La denuncia contra Nirvana no es la primera ni la más desquiciada. Cabe recordar que en 2019 Peter Yarrow, legendario miembro del trío de folk Peter, Paul and Mary, fue apeado de la programación de un festival, el Colorscape Chenango Arts Festival, después de trascender que, en 1969, cincuenta años atrás, había abierto desnudo la puerta de la habitación de su hotel a dos seguidoras, dos hermanas, de 14 y 17 que se habían acercado hasta allí para conseguir un autógrafo. En su momento, Yarrow fue acusado de comportamiento indecente y condenado a tres meses de cárcel. Doce años más tarde, en 1981, fue indultado por el entonces presidente, el demócrata Jimmy Carter.

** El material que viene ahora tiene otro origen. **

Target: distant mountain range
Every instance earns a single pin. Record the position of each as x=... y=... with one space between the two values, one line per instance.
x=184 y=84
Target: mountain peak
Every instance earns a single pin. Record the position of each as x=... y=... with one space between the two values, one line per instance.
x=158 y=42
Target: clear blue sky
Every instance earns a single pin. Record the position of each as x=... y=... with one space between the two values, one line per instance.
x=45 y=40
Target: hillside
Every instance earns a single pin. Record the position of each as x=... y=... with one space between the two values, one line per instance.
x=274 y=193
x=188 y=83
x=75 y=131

Pero en los días del MeToo las culpas, algunas reales y otras imaginarias, atraviesan océanos de tiempo, como el vampiro de Stoker, inventariando pecados propios y ajenos, y reclamando acciones más allá del mismísimo Código Penal.
La presunción de inocencia corre peligro, las lapidaciones mediáticas gozan de estupenda salud, las redes sociales son ya el cenagal inmundo donde la masa desova sus odios y el derecho al honor languidece carbonizado, baratija de otro tiempo que conviene abolir en nombre de la justicia. Una que no necesita más prueba que el propio sentir que algo es así.

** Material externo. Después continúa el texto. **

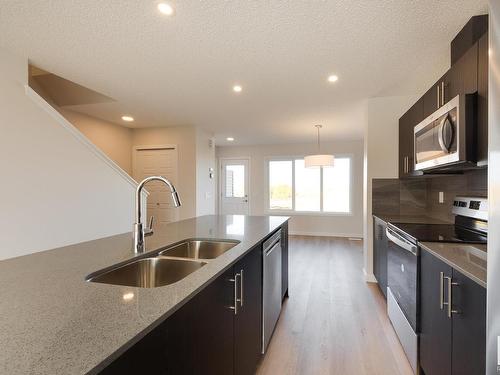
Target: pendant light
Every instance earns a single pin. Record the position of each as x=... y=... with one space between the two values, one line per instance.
x=319 y=160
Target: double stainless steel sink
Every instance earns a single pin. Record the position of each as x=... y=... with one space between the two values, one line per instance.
x=164 y=266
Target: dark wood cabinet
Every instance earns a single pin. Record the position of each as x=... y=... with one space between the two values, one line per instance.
x=247 y=321
x=208 y=335
x=380 y=253
x=284 y=260
x=463 y=74
x=450 y=343
x=432 y=98
x=406 y=147
x=468 y=75
x=468 y=327
x=482 y=101
x=435 y=327
x=212 y=325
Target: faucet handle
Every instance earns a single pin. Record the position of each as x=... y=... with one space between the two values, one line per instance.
x=149 y=230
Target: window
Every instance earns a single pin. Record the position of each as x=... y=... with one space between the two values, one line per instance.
x=235 y=181
x=292 y=187
x=280 y=184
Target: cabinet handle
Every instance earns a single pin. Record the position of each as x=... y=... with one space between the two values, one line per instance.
x=235 y=294
x=438 y=99
x=449 y=303
x=442 y=92
x=241 y=288
x=441 y=287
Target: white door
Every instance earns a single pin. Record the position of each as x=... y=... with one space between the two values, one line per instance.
x=234 y=187
x=157 y=162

Quizá ningún lance haya sido más polémico, ni sorprendente, en los últimos meses que la acusación formulada por una mujer de 68 años contra Bob Dylan. Sostiene que el mito abusó de ella durante cuatro meses en 1965, cuando tenía 12 años. Según la denuncia, «Bob Dylan, en un periodo de seis semanas entre abril y mayo de 1965, se hizo amigo y estableció una conexión emocional con la denunciante», abusando «sexualmente» ayudándose de «drogas, alcohol y amenazas de violencia física». A consecuencia de los supuestos abusos la demandante habría sufrido daños emocionales y psicológicos de por vida. Como el pequeño Spencer Elden. Resulta previsible imaginar que reclama por ello millones de dólares en concepto de reparación. El problema, en este caso y para ella, es que conocemos con gran detalle los lugares por los que pululaba Dylan en aquellos días, inmerso en su periodo artístico más fructífero y documentado.

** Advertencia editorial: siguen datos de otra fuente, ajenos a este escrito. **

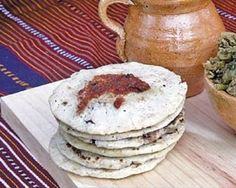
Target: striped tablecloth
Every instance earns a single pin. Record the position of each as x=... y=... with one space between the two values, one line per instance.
x=43 y=41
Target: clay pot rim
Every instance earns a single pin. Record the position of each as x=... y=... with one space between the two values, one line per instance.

Desde Contracultura hemos hablado con el escritor Clinton Heylin, posiblemente el biógrafo y estudioso más reputado de Bob Dylan. Heylin ha dedicado ocho libros al músico, incluido el monumental «Behind the shades», y el reciente, e igualmente exhaustivo, «The double life of Bob Dylan: A restless, hungry feeling», que, precisamente, abarca el periodo de la denuncia. En su opinión, «estas extraordinarias afirmaciones no tienen absolutamente ningún sentido. El único período que Dylan pasó en serio en el Hotel Chelsea fue cuando estuvo con Sara en el otoño de 1965 y en el invierno de 1966, todo lo cual está bien documentado, al igual que el hecho de que Dylan estuvo en Europa durante seis de las nueve semanas en abril y mayo de 1965, cuando se produjo el presunto abuso. Durante las otras tres semanas tenemos buena evidencia documental, parte de ella en los archivos de Tulsa, de que Dylan estuvo en Woodstock y en la costa oeste durante gran parte de ese tiempo».

24 horas pegado a Dylan

Por si fuera poco, en aquellos días, el director de cine D. A. Pennebaker fue sombra las 24 horas del día, inmerso en la grabación del documental, hoy clásico, «Don’t look back», que registra su gira en Reino Unido. Heylin no ha dudado en ofrecerse a testificar en favor de Dylan, suponiendo que el caso llegara a juicio. «Pero», añade, «no imagino ni por un segundo que acabe en un juicio. Ningún juez, ni siquiera un juez estadounidense, entenderá que ahí hay un caso». Es posible. También es cierto que el prestigio de Bob, el culto eterno a su magmática e inagotable obra, parece protegerlo. Aunque eso, hoy en día, no parece ser suficiente para asegurar la salvaguarda a nadie. No hay más que echar un vistazo a lo ocurrido en nuestro país con Plácido Domingo.
Hasta ahora, y después de toda una vida analizada, glosada, admirada y estudiada en cientos de libros, nadie había ni siquiera insinuado algo apenas remotamente parecido sobre Dylan. Pero como tristemente demuestra lo acontecido con Woody Allen, destruido por una demanda a todas luces maligna, descartada al cien por cien por los investigadores y el juez, no conviene subestimar el poder de los embustes ni la disposición de muchos a tomar partido y condenar a un hombre sin más idea respecto de los hechos que la que pueda derivarse de sus intuiciones, prejuicios y sesgos.